Czech biathlete (born 1991)

Michal Krčmář (/cs/; born 23 January 1991) is a Czech biathlete and an Olympic silver medalist in the sprint at the 2018 Winter Olympics in Pyeongchang.

He was a part of the silver junior men's relay at Biathlon Junior World Championships 2012. Since 2013–14 season he has competed regularly at Biathlon World Cup and has amassed 300 World Cup Starts. He has competed at ten World Championships and three Olympic Games, including the 2014 Winter Olympics in Sochi, the 2018 Winter Olympics in Pyeongchang, and the 2022 Winter Olympics in Beijing.

His father, Daniel, represented Slovakia in biathlon at the 1994 Winter Olympics in Lillehammer.

==Personal life==
In April 2022, his long-time partner Ramona gave birth to their first child Viktor. In March 2024, the couple welcomed their second child, a daughter named Tamara.
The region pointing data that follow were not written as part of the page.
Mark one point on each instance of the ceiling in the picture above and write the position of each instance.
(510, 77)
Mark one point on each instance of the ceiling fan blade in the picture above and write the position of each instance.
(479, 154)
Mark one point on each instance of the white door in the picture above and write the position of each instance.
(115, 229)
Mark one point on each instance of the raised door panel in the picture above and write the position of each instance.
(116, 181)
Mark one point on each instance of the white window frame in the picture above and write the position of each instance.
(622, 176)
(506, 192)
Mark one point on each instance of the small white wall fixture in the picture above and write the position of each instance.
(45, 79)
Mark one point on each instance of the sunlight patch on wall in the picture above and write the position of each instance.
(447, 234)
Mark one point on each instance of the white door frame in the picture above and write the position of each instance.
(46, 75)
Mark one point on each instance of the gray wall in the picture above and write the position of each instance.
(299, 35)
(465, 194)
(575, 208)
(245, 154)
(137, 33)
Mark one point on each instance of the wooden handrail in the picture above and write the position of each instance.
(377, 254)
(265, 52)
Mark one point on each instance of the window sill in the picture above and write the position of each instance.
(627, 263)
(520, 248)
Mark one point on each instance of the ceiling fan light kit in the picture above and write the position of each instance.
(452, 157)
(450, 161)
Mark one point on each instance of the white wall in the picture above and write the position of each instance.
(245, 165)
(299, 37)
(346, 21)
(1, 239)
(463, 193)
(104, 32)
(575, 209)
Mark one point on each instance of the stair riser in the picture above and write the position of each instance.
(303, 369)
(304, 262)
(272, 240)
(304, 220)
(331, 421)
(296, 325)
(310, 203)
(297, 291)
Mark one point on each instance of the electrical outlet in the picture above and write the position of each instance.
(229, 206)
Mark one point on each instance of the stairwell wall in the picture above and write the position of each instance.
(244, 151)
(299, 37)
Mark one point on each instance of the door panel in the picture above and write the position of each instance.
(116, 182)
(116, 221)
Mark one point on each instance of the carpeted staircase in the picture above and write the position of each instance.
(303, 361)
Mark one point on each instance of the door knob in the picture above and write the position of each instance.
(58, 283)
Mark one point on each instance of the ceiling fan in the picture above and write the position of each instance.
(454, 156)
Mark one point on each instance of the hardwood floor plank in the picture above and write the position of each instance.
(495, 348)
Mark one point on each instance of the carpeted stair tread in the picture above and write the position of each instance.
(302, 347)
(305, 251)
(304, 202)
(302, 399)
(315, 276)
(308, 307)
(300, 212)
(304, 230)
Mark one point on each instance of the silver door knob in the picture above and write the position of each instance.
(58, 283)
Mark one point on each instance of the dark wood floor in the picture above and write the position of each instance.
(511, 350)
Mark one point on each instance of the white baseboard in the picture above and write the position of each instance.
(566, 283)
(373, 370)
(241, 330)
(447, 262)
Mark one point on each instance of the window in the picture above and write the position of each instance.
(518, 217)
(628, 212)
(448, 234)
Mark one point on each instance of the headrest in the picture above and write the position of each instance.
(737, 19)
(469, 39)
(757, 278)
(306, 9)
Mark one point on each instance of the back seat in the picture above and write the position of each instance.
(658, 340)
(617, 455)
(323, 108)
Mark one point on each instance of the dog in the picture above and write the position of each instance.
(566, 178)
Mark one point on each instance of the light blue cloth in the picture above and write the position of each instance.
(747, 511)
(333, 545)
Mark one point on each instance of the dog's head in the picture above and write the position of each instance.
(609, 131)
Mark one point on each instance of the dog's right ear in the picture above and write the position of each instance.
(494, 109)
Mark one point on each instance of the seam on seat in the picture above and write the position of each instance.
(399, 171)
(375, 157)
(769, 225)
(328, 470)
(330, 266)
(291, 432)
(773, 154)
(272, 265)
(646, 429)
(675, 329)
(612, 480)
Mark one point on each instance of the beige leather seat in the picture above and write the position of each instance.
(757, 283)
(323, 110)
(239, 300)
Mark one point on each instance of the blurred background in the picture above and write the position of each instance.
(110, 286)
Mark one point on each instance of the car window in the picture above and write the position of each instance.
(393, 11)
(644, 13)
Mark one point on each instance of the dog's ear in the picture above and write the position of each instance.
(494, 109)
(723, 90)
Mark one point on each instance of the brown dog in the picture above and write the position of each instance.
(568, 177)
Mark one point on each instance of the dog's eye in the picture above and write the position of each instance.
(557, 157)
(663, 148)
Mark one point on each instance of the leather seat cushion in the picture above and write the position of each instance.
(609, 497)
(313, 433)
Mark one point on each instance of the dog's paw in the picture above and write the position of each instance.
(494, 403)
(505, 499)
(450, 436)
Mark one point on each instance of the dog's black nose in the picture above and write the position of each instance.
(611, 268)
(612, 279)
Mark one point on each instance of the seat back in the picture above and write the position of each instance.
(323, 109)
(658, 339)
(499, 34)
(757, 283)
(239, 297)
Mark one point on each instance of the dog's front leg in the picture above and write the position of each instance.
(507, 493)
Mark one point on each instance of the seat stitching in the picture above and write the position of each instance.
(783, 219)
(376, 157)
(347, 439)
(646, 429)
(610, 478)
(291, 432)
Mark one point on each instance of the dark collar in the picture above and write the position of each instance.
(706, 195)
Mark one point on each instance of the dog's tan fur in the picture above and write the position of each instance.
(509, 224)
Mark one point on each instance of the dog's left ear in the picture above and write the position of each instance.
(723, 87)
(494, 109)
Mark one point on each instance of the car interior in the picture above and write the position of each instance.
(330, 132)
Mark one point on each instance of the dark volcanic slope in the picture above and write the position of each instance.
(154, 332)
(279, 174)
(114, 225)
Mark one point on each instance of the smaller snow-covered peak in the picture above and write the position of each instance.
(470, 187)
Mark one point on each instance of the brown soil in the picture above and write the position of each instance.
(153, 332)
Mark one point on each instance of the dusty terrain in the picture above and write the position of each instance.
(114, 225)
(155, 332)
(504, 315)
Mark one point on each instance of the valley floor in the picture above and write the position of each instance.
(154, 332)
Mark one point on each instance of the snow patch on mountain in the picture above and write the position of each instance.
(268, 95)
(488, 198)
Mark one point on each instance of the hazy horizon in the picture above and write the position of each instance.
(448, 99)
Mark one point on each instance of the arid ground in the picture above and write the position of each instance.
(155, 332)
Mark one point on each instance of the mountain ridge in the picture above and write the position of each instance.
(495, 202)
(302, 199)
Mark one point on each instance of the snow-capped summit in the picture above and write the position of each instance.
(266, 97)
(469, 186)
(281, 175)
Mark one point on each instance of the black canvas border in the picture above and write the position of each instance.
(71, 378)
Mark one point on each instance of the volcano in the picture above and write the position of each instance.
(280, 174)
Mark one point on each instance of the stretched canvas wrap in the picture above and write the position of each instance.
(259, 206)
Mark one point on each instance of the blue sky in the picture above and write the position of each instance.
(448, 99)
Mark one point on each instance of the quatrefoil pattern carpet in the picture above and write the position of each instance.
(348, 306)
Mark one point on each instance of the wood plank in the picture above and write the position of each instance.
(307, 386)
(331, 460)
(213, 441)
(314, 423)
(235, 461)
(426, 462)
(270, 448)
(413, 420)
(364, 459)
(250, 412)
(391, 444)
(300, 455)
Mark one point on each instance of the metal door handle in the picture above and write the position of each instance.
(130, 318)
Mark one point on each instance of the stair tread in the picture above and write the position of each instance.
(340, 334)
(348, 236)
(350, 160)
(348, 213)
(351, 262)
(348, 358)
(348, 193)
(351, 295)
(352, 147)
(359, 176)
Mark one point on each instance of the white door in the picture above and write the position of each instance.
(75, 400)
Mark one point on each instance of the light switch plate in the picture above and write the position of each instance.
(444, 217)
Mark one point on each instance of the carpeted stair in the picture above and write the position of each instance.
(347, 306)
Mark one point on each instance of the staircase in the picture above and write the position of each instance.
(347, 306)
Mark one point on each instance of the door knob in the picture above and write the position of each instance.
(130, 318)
He is a follower of football, ice hockey and formula one. He supports the football team AC Sparta Praha.

==Career==
The 2022-23 season brought the best season for Krčmář in his career. He finished 13th in the overall standings, 9th in the individual, sprint and mass start standings and 14th in the pursuit standings. This included notable results in Pokljuka (5th in the sprint), Ruhpolding (8th in the individual), Östersund (4th in the mass start), and Oslo (10th in the sprint and 9th in the pursuit). The Czech team had their best season for many years as well placing 6th in the nations cup (their best result since the 2015-16 season).

In August 2023 he suffered from a viral infection that briefly prevented him from training.

Competing during the 2023-24 season, he reached the top 10 in Lenzerheide (8th place in the mass start). Inconsistent results at the beginning of the second trimester as well as health issues forced him to withdraw from the World Cup in Antholz in order to prepare for the World Championships. He ended the season ranked 28th in the overall World Cup standings.

At the Biathlon World Championships 2025, he won his second World Championship medal as a member of the Czech Mixed Relay team. Krčmář anchored the team and managed to overtake Justus Strelow on the final lap to secure the medal. He also managed 8th place in the individual, his fourth top 10 result in this event at the World Championships.

==Biathlon results==
All results are sourced from the International Biathlon Union.

===Olympic Games===
1 medal (1 silver medal)

| Event | Individual | Sprint | Pursuit | Mass start | Relay | Mixed relay |
|---|---|---|---|---|---|---|
| Russia 2014 Sochi | 60th | — | — | — | 11th | — |
| South Korea 2018 Pyeongchang | 7th | Silver | 30th | 26th | 7th | 8th |
| China 2022 Beijing | 59th | 16th | 34th | 21st | 19th | 12th |
| ITA 2026 Milano-Cortina | 38th | 28th | 18th | 6th | 6th | 11th |

===World Championships===
2 medal (1 silver, 1 bronze)

| Event | Individual | Sprint | Pursuit | Mass start | Relay | Mixed relay | Single mixed relay |
| CZE 2013 Nové Město | — | — | — | — | 6th | — | —N/a |
| FIN 2015 Kontiolahti | — | 59th | 47th | — | 6th | — |
| NOR 2016 Oslo Holmenkollen | 5th | 24th | 22nd | 22nd | 5th | 6th |
| AUT 2017 Hochfilzen | 6th | 61st | — | 22nd | 10th | 7th |
| SWE 2019 Östersund | 23rd | 44th | 25th | 28th | 4th | 6th | — |
| ITA 2020 Antholz-Anterselva | 23rd | 39th | 27th | — | 13th | Bronze | 14th |
| SLO 2021 Pokljuka | 26th | 11th | 21st | 25th | 13th | 11th | — |
| GER 2023 Oberhof | 8th | 14th | 19th | 27th | 4th | 5th | 14th |
| CZE 2024 Nové Město | 26th | 19th | 18th | 24th | 7th | 14th | — |
| SUI 2025 Lenzerheide | 8th | 23rd | 23rd | 23rd | 6th | Silver | — |

- During Olympic seasons competitions are only held for those events not included in the Olympic program.